The American press is contributing to the “confusion and frustration now damaging the nation’s spirit.” The charge comes not from a partisan politician or a bitter New Radical, but from a usually liberal journalist disillusioned with his profession. Columnist and ABC-TV Commentator Howard K. Smith, 53, last week gave up his two-year-old column because in past years “I had the exhilarating feeling of being a tiny part in a great age of journalism. I miss that feeling now.”
An uncomplicated egalitarian where race relations are concerned, Smith nevertheless writes in his farewell column that the “elevation of Stokely Carmichael into a real force in our nation” is an example of an irresponsible journalistic buildup. A few years back, Joe McCarthy was similarly elevated, says Smith, but he at least was a U.S. Senator. Carmichael is “basically a nobody, who, before the press took notice of him, had achieved nothing. He failed to win a following—except from us with our cameras and note pads—in the rural South and in the city ghettos.” Thanks to the big play the press gave Carmichael, however, a civil rights leader recently told Smith, “if I say no to Stokely, you fellows won’t print it in one sentence on the back page. My people think I am doing nothing. But if I go see him, it’s on the front page and my people think I am in there pitching.”
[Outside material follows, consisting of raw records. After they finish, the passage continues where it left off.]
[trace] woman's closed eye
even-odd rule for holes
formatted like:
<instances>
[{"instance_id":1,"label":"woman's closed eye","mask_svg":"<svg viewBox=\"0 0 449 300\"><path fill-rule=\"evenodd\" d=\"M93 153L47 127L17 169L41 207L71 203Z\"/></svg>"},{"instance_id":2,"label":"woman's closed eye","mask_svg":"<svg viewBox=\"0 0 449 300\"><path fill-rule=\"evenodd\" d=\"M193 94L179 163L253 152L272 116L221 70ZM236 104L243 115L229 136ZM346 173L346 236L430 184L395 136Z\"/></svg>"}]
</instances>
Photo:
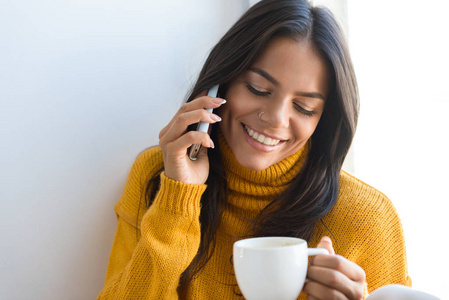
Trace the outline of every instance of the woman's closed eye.
<instances>
[{"instance_id":1,"label":"woman's closed eye","mask_svg":"<svg viewBox=\"0 0 449 300\"><path fill-rule=\"evenodd\" d=\"M262 92L262 91L259 91L258 89L254 88L254 87L253 87L252 85L250 85L250 84L246 84L246 87L248 88L248 90L249 90L252 94L254 94L254 95L258 96L258 97L265 97L265 96L271 95L271 92ZM302 113L302 114L305 115L305 116L312 117L313 115L315 115L315 112L314 112L314 111L312 111L312 110L307 110L307 109L305 109L304 107L302 107L301 105L299 105L298 103L293 103L293 105L294 105L294 107L295 107L295 109L296 109L297 111L299 111L300 113Z\"/></svg>"},{"instance_id":2,"label":"woman's closed eye","mask_svg":"<svg viewBox=\"0 0 449 300\"><path fill-rule=\"evenodd\" d=\"M246 84L246 87L248 88L248 90L249 90L252 94L254 94L254 95L256 95L256 96L264 97L264 96L269 96L269 95L271 95L270 92L262 92L262 91L259 91L258 89L254 88L254 87L253 87L252 85L250 85L250 84Z\"/></svg>"},{"instance_id":3,"label":"woman's closed eye","mask_svg":"<svg viewBox=\"0 0 449 300\"><path fill-rule=\"evenodd\" d=\"M294 103L293 104L295 106L295 109L297 111L299 111L300 113L302 113L303 115L307 116L307 117L312 117L316 112L314 112L313 110L307 110L304 107L302 107L301 105L299 105L298 103Z\"/></svg>"}]
</instances>

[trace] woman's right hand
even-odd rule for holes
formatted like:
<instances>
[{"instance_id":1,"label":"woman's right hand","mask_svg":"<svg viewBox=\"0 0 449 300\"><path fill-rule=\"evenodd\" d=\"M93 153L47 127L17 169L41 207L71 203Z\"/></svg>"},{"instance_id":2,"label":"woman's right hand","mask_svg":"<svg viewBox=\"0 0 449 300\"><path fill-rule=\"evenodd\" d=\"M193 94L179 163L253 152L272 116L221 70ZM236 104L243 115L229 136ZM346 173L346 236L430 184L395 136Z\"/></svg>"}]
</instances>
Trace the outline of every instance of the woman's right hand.
<instances>
[{"instance_id":1,"label":"woman's right hand","mask_svg":"<svg viewBox=\"0 0 449 300\"><path fill-rule=\"evenodd\" d=\"M170 123L159 133L165 176L173 180L203 184L209 176L209 160L205 148L214 148L214 142L206 132L187 131L189 125L199 121L210 124L221 121L218 115L209 113L206 108L218 108L226 101L206 96L206 93L207 91L204 91L196 99L183 104ZM203 146L195 161L190 160L187 153L187 149L193 144Z\"/></svg>"}]
</instances>

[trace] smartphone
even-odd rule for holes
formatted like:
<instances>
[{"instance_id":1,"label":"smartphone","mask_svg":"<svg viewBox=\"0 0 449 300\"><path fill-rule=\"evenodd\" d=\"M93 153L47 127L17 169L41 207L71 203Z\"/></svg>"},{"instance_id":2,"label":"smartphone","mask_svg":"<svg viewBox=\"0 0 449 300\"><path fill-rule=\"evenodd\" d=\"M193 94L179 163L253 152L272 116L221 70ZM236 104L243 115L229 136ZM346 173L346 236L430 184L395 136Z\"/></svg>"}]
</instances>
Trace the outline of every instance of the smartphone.
<instances>
[{"instance_id":1,"label":"smartphone","mask_svg":"<svg viewBox=\"0 0 449 300\"><path fill-rule=\"evenodd\" d=\"M217 97L218 84L211 87L209 89L209 91L207 92L207 95L211 96L211 97ZM212 108L207 108L206 110L208 112L212 113ZM209 123L200 121L198 123L198 126L196 127L196 131L207 132L209 130L209 125L210 125ZM200 150L201 150L201 144L192 145L192 147L190 147L190 153L189 153L190 160L196 160L198 158L198 153L200 153Z\"/></svg>"}]
</instances>

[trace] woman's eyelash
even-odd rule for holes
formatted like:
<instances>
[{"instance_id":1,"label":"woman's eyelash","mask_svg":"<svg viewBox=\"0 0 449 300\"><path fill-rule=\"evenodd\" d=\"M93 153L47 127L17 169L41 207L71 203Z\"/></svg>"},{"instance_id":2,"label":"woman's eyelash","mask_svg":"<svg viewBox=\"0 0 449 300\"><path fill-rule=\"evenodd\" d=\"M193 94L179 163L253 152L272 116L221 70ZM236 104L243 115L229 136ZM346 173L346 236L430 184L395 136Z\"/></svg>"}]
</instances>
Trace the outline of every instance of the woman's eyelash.
<instances>
[{"instance_id":1,"label":"woman's eyelash","mask_svg":"<svg viewBox=\"0 0 449 300\"><path fill-rule=\"evenodd\" d=\"M259 91L259 90L256 90L256 89L255 89L254 87L252 87L250 84L247 84L246 87L248 88L248 90L249 90L251 93L253 93L253 94L256 95L256 96L264 97L264 96L269 96L269 95L271 94L270 92L261 92L261 91ZM300 113L302 113L303 115L305 115L305 116L307 116L307 117L312 117L312 116L315 114L314 111L304 109L304 108L302 108L300 105L298 105L298 104L296 104L296 103L294 104L294 106L295 106L295 109L296 109L297 111L299 111Z\"/></svg>"},{"instance_id":2,"label":"woman's eyelash","mask_svg":"<svg viewBox=\"0 0 449 300\"><path fill-rule=\"evenodd\" d=\"M255 88L253 88L250 84L247 84L246 87L248 88L248 90L253 93L256 96L268 96L271 93L270 92L261 92L259 90L256 90Z\"/></svg>"},{"instance_id":3,"label":"woman's eyelash","mask_svg":"<svg viewBox=\"0 0 449 300\"><path fill-rule=\"evenodd\" d=\"M303 115L306 115L308 117L312 117L315 114L314 111L304 109L304 108L302 108L298 104L294 104L294 105L295 105L296 110L299 111L300 113L302 113Z\"/></svg>"}]
</instances>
Just as exaggerated as Carmichael, thinks Smith, is “the credibility gap,” which he calls “one of the most distorting oversimplifications of the time.” The President, says Smith, has to make judgments on facts that may be only partially known. “Yet we tend to call it calculated deception if he does not instantly provide conclusive facts and admit failure. If he does not keep a frozen consistency, he is held to be lying. No government ever has been run that way and none ever will.”
Viet Nam coverage, writes Smith, is full of one-sided journalism, such as the widely printed photo of the South Vietnamese police chief’s execution of a Viet Cong. “Not even a perfunctory acknowledgment was made of the fact that such executions, en masse, are the Viet Cong way of war.” Smith reports that his own son Jack, left for dead by the Communists in the battle of la Drang, witnessed the execution by the enemy of a dozen U.S. soldiers who were in uniform.
Instead of doing his weekly column, Smith plans to work on a book on the “dispiriting sixties.”